Prof. Stephen Mitchell of Harvard University is an eminent authority on Scandinavian culture and life in the Middle Ages. He has published on a variety of subjects, ranging from sagas to witchcraft and from medieval folklore to female experience in the seventeenth century. Prof. Mitchell’s scholarly attainment has met with prestigious awards such as the Dag Strömbäck Prize of the Royal Gustav Adolf Academy, an honorary doctorate of the University of Aarhus, and now the Jarl Gallén Prize.
The Jarl Gallén Prize will be bestowed on Professor Stephen Mitchel in the Great Hall of the Finnish Literature Society, Hallituskatu 1, at 13:00 on Tuesday 5 November 2019. Prof. Kaarle Hämeri, Chancellor of the University of Helsinki, will present the prize. Prof. Mitchell will deliver a lecture entitled “Magic and Memory in the Medieval North”, which will be followed by a seminar with four speakers on subjects pertinent to his research.
The Jarl Gallén Prize Seminar
The Great Hall of the Finnish Literature Society (Hallituskatu 1, Helsinki)
13:00 Opening words
Dr. Tuomas M. S. Lehtonen (Secretary General, the Finnish Literature Society)
The Jarl Gallén Prize ceremony
Prof. Stephen Mitchell is introduced by prof. Peter Stadius (Chair, the Jarl Gallén Prize Committee) and the prize is presented by prof. Kaarle Hämeri (Chancellor of the University of Helsinki)
13:20 Prize lecture
Prof. Stephen Mitchell (Harvard University): “Magic and Memory in the Medieval North”
Comment: Dr. Kirsi Kanerva (Chair, Glossa: the Society for Medieval Studies in Finland)
14:30 Paper session
Chair: prof. Anu Lahtinen (University of Helsinki)
1) Marko Lamberg (Tampere University): ”Traces of Medieval Magic in Early Modern Urban Culture: The Case of Stockholm in the Seventeenth Century”
2) Kati Kallio (Finnish Literature Society / University of Helsinki): ”Long Continuums of Vernacular Belief in Finnish 17th-century Charms”

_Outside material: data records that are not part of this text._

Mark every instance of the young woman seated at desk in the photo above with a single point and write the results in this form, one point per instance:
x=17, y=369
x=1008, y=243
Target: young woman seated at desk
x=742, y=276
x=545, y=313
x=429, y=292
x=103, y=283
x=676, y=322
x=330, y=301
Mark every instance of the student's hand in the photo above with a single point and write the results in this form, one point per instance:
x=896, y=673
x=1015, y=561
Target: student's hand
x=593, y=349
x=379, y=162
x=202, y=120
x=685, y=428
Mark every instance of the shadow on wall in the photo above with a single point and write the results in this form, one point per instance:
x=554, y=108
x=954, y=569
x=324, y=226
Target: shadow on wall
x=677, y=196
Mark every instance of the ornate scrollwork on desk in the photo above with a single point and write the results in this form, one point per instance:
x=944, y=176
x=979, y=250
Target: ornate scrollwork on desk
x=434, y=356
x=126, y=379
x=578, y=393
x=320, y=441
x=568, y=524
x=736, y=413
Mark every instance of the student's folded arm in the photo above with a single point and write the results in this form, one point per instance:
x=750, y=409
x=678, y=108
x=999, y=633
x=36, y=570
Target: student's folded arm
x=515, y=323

3) Frog (University of Helsinki): ”Narrating Magic of the ’Other’ in the North: Memory, Tradition, Cultural Transposition and Meaning Construction”
4) Ilya Sverdlov (University of Helsinki): ”Word oþer fand, sōðe gebunden, or, (Old) Iceland(ic) is Your (Proust’s) Cup of Tea: Compound Noun Morphology in an Environment Where Everybody Remembers Everything”
The seminar is organized by the Centre for Nordic Studies (CENS) at the University of Helsinki and ja Glossa ry. with the support of Thure Galléns Stiftelse.